Retour sur Vivatech

Retour sur Vivatech : beaucoup d’IA et de robots sur place, mais le sujet qui ressort est avant tout humain.

Membre d’Impact AI je me suis arrêtée sur le stand Bouygues où Christophe Lienard et Albane Liger-Belair ont présenté les résultats 2026 de l’Observatoire de l’IA responsable (Impact IA +KPMG plus de 1000 répondants) : 60% des salariés disent utiliser l’IA, mais, dans le cadre du  47% seulement soit moins d’un salarié sur 2.
Et l’écart se creuse entre grandes et petites entreprises.

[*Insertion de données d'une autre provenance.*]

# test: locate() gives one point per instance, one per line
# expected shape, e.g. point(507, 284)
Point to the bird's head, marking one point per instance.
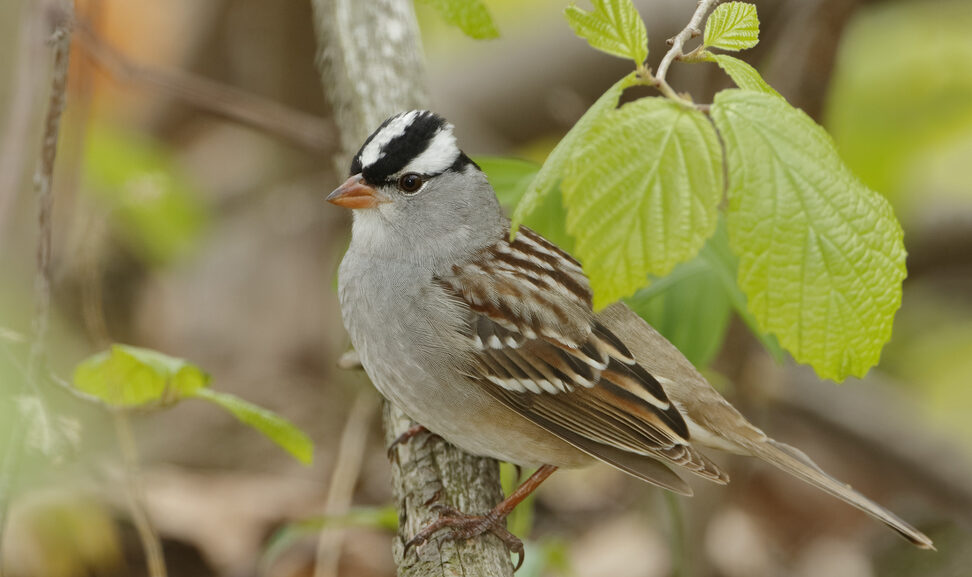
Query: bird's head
point(413, 191)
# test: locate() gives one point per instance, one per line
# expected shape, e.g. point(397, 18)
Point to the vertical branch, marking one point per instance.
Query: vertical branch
point(60, 17)
point(43, 186)
point(24, 99)
point(371, 67)
point(136, 498)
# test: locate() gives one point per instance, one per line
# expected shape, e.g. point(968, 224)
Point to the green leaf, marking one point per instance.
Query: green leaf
point(126, 376)
point(273, 426)
point(510, 178)
point(152, 204)
point(692, 305)
point(553, 168)
point(642, 191)
point(470, 16)
point(821, 256)
point(744, 75)
point(732, 26)
point(614, 27)
point(689, 307)
point(718, 255)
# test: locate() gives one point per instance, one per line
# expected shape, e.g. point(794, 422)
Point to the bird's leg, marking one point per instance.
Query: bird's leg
point(464, 526)
point(405, 437)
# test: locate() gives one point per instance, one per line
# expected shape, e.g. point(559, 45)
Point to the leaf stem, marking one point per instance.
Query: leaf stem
point(692, 30)
point(136, 497)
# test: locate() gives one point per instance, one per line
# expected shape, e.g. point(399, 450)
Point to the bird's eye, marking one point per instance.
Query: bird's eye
point(410, 182)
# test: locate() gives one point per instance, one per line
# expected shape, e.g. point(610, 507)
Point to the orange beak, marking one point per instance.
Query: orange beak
point(354, 193)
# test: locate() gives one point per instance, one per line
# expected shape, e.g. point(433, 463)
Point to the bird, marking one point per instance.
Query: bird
point(489, 340)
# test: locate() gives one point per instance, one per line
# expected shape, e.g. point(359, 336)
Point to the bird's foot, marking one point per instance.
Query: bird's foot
point(462, 526)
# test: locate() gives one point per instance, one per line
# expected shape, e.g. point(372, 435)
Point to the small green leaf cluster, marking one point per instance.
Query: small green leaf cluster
point(470, 16)
point(809, 256)
point(127, 377)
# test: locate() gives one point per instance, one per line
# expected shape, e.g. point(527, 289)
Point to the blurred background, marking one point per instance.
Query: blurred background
point(195, 152)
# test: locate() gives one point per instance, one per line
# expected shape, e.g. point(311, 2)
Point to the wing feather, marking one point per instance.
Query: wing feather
point(538, 348)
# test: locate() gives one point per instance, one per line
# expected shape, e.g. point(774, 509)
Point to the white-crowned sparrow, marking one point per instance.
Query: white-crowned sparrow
point(492, 344)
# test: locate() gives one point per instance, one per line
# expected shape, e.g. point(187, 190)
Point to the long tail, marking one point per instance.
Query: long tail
point(798, 464)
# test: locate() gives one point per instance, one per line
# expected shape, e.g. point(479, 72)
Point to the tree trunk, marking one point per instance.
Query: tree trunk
point(371, 66)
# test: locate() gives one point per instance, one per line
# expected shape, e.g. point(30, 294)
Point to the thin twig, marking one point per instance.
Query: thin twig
point(692, 30)
point(305, 130)
point(678, 42)
point(136, 498)
point(25, 86)
point(347, 468)
point(60, 16)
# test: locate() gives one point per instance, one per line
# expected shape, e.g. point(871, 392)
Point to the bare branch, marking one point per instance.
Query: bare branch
point(693, 30)
point(366, 82)
point(304, 130)
point(25, 86)
point(60, 18)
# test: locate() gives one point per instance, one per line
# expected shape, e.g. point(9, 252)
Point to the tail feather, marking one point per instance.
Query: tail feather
point(798, 464)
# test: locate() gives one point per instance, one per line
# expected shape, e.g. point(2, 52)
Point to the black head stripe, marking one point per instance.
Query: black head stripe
point(400, 150)
point(356, 161)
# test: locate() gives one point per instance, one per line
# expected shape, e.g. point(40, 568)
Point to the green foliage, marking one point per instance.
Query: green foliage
point(614, 26)
point(511, 178)
point(732, 26)
point(151, 203)
point(888, 106)
point(470, 16)
point(555, 165)
point(126, 377)
point(821, 255)
point(692, 305)
point(641, 192)
point(744, 75)
point(273, 426)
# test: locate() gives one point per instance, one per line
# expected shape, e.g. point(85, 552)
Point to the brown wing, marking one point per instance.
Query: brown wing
point(539, 348)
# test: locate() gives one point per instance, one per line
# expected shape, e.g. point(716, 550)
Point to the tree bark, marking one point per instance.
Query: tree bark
point(371, 65)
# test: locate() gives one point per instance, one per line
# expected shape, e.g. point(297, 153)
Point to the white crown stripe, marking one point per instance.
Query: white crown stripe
point(372, 152)
point(440, 154)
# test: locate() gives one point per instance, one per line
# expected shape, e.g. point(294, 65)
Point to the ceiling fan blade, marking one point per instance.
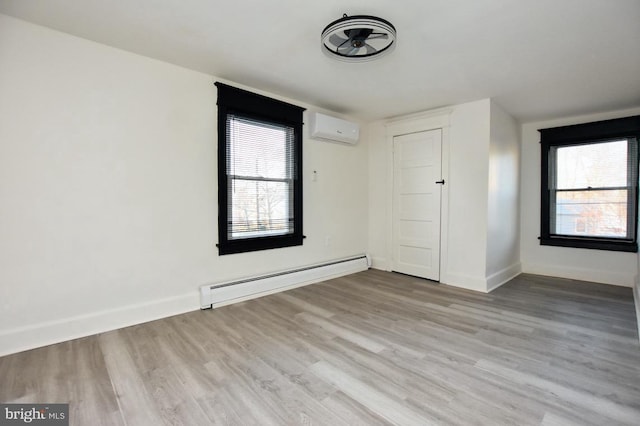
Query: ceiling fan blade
point(381, 36)
point(370, 49)
point(336, 40)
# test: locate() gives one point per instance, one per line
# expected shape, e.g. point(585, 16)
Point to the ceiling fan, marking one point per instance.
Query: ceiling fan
point(358, 38)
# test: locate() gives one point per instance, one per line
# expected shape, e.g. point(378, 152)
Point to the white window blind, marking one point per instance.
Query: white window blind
point(260, 170)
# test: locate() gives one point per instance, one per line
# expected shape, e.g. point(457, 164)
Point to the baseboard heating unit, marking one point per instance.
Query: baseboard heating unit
point(220, 294)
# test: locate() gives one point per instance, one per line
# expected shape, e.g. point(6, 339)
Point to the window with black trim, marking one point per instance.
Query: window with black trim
point(589, 185)
point(259, 172)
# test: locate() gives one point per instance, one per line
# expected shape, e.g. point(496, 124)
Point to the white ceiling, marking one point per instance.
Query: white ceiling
point(537, 58)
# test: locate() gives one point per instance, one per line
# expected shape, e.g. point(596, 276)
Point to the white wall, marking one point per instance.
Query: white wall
point(466, 247)
point(582, 264)
point(503, 229)
point(108, 194)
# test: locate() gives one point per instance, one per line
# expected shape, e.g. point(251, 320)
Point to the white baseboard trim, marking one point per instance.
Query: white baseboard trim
point(379, 263)
point(464, 281)
point(581, 274)
point(50, 332)
point(503, 276)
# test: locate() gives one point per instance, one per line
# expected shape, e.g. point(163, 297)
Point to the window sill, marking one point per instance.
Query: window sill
point(590, 243)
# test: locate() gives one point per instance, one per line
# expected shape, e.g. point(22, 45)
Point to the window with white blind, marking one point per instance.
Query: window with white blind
point(259, 172)
point(590, 185)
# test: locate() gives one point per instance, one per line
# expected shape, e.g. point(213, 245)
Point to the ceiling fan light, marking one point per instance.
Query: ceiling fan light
point(358, 38)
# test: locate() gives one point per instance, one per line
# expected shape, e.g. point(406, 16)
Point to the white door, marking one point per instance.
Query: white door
point(417, 167)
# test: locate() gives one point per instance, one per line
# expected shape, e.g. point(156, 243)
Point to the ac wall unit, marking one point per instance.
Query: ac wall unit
point(333, 129)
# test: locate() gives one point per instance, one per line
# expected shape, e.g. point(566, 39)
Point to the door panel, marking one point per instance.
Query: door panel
point(416, 204)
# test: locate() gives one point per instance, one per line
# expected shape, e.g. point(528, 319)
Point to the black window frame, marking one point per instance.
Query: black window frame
point(245, 104)
point(584, 134)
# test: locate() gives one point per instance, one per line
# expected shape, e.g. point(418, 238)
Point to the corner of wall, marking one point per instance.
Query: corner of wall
point(503, 276)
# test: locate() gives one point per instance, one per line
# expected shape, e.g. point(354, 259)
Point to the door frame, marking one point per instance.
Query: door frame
point(414, 123)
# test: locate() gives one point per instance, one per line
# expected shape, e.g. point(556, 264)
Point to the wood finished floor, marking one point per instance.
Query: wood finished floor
point(371, 348)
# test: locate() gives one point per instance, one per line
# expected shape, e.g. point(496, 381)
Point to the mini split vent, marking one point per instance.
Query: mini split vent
point(358, 38)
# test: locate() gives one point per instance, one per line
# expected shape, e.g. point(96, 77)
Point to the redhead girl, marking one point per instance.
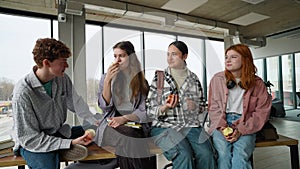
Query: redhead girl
point(237, 99)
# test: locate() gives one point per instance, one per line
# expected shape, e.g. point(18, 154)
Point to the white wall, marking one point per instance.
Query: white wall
point(277, 47)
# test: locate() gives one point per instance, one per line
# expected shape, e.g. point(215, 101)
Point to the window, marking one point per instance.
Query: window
point(287, 81)
point(93, 64)
point(17, 60)
point(297, 72)
point(195, 57)
point(272, 75)
point(260, 68)
point(115, 35)
point(156, 46)
point(215, 58)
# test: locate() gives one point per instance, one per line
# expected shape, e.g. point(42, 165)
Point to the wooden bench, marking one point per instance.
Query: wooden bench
point(284, 141)
point(96, 153)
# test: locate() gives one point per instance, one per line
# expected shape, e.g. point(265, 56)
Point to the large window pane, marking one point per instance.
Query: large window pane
point(195, 57)
point(297, 71)
point(18, 36)
point(287, 81)
point(272, 75)
point(156, 47)
point(115, 35)
point(260, 67)
point(215, 58)
point(93, 64)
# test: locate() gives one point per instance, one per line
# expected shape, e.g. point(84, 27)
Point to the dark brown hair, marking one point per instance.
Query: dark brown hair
point(138, 82)
point(50, 49)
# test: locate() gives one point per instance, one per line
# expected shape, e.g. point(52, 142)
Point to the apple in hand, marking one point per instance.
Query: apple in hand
point(90, 134)
point(227, 131)
point(170, 99)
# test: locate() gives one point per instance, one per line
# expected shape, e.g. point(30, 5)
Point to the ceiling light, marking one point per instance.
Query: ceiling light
point(253, 1)
point(183, 6)
point(74, 8)
point(185, 23)
point(104, 9)
point(248, 19)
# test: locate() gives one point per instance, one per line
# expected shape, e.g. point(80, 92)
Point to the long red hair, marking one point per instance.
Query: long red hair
point(248, 68)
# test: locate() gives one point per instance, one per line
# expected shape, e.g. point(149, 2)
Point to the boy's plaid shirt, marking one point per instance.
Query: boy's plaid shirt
point(179, 116)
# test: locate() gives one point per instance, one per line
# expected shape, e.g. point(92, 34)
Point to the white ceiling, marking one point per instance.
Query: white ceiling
point(214, 15)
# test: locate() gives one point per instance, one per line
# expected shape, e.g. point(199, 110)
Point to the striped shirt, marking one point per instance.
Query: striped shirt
point(179, 116)
point(37, 116)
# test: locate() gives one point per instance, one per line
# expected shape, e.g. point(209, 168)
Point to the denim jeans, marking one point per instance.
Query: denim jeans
point(187, 149)
point(47, 160)
point(234, 155)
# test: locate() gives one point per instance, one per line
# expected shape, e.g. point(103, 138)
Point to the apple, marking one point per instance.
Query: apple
point(227, 131)
point(90, 134)
point(170, 98)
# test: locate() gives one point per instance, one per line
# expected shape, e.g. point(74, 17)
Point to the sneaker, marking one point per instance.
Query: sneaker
point(75, 153)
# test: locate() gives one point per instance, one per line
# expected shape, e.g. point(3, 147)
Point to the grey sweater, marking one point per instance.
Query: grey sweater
point(37, 116)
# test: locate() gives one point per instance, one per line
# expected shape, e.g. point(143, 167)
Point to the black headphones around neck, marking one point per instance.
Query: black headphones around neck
point(231, 84)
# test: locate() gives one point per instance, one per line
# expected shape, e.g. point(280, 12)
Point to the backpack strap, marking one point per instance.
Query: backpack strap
point(159, 84)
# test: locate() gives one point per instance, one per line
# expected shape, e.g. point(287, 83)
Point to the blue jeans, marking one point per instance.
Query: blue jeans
point(187, 149)
point(234, 155)
point(47, 160)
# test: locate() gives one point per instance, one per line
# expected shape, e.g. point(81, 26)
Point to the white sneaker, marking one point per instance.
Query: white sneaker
point(75, 153)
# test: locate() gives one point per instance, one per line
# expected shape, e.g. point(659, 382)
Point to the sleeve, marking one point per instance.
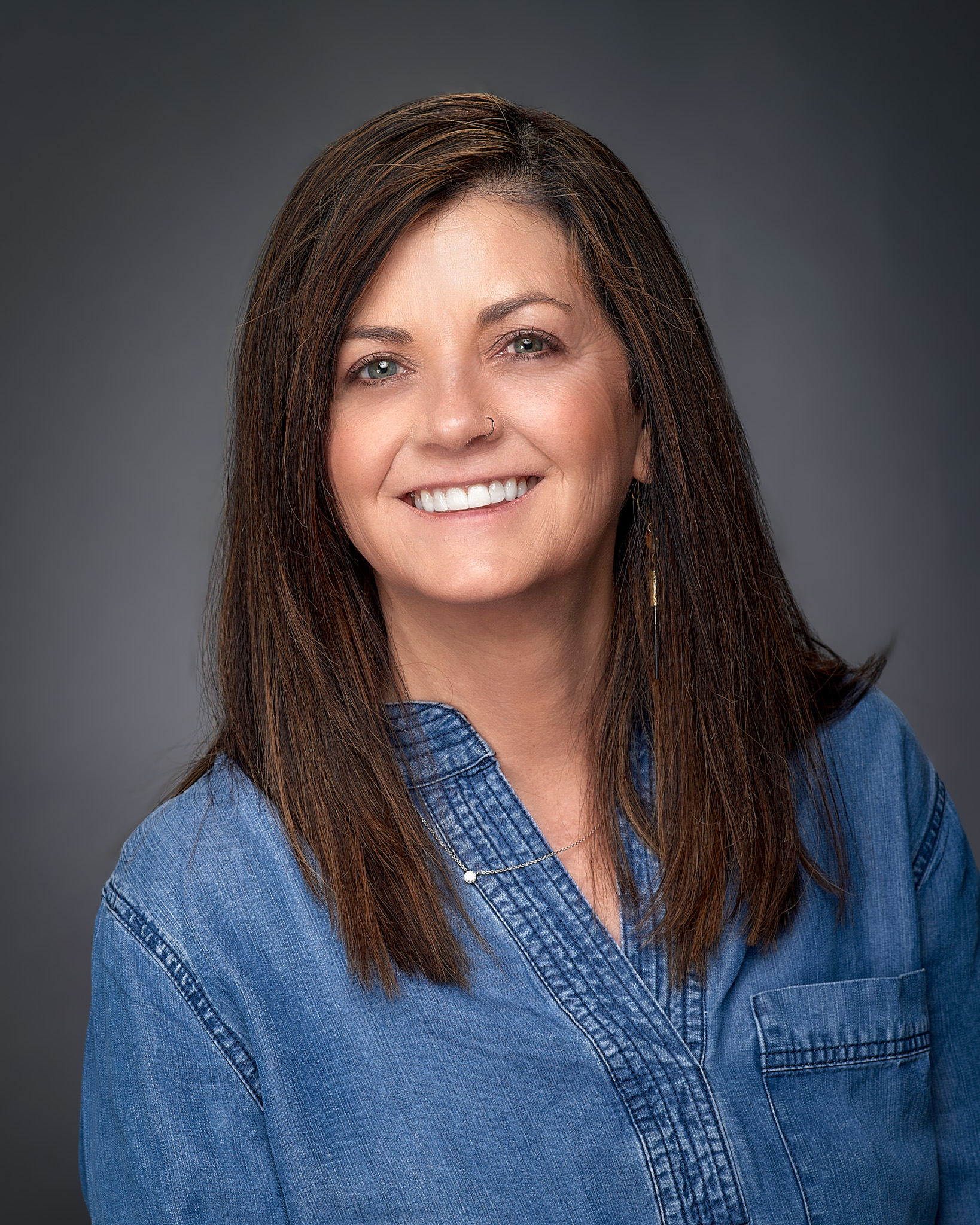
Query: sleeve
point(172, 1130)
point(949, 927)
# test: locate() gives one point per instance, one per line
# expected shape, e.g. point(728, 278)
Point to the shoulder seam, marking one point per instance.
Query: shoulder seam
point(146, 933)
point(927, 845)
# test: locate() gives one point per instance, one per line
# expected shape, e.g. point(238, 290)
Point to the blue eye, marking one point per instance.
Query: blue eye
point(527, 345)
point(382, 368)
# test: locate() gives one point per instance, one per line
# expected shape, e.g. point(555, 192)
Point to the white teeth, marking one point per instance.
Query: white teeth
point(474, 496)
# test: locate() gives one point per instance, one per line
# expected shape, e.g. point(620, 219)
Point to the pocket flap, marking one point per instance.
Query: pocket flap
point(822, 1025)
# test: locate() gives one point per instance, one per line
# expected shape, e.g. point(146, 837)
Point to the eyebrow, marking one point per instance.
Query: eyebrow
point(388, 335)
point(501, 310)
point(488, 315)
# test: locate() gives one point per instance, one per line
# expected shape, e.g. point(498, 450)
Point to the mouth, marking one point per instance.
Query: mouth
point(471, 498)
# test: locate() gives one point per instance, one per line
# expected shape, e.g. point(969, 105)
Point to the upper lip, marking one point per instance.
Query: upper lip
point(466, 482)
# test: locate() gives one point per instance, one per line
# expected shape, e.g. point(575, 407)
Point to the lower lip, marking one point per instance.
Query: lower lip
point(494, 507)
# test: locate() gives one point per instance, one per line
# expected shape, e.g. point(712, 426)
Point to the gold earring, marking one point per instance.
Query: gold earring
point(649, 546)
point(649, 542)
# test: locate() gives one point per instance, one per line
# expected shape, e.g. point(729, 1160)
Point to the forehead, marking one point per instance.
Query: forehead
point(479, 249)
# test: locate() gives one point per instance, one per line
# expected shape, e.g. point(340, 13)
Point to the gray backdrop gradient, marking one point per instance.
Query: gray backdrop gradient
point(817, 166)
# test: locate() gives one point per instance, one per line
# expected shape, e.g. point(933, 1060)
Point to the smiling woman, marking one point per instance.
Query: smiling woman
point(544, 866)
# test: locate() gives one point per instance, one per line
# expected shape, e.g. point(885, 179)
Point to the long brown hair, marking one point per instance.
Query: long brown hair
point(302, 660)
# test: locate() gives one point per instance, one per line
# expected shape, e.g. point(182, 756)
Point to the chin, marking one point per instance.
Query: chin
point(455, 584)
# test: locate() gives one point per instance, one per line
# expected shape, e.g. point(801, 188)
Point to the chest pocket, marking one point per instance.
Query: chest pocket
point(845, 1067)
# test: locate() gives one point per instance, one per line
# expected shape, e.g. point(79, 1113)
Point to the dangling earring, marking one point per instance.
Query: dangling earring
point(652, 580)
point(649, 543)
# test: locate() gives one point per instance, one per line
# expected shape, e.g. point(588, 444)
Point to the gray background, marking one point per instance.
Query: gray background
point(817, 166)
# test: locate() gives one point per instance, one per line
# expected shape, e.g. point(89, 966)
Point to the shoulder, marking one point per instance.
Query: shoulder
point(202, 861)
point(884, 773)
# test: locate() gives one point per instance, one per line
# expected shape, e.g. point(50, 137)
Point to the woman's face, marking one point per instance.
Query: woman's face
point(483, 439)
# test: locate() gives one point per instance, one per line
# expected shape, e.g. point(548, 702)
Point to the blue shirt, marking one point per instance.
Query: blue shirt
point(235, 1072)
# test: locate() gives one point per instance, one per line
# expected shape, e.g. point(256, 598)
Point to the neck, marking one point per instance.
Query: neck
point(524, 671)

Pendant le panel (Thierry Taboy (Orange),Julie Caredda (KPMG), François Almazor (Bouygues), Cédric DENIS-REMIS (ESCP)), un point m’a marquée : les salariés ne sont pas contre l’IA, ils sont intimidés, et ils n’osent pas toujours le dire. La première peur des salariés face à l’IA n’est pas de perdre leur emploi, c’est de perdre le sens de leur travail.

Chez KPMG, 99% d’adoption de Copilot.
La question devient alors : qu’est-ce qu’on fait du temps dégagé ?

On nous vend de la vitesse. On a surtout besoin de gouvernance, d’éducation aux usages (énergie consommée par les requêtes comprise), et de managers capables de travailler avec des agents.

L’IA ne change pas seulement nos outils, elle touche aussi notre rapport à la connaissance et à la cognition. La responsabilité cognitive des entreprises est encore un sujet qu’on évite, alors que la transformation, elle, est déjà systémique.

C’est aussi une bonne nouvelle pour les seniors de l’entreprise : leur esprit critique devient un atout face à une génération biberonnée à l’IA mais parfois moins armée pour la questionner.

Je fais partie d’Impact AI et cet « Observatoire de l’IA responsable » me conforte dans ma mission de coach innovation d’accompagner les entreprises sur l’acculturation à une IA responsable et le développement d’une IA éthique.

Parce que la technologie avance vite…mais c’est aux humains de décider où elle nous mène.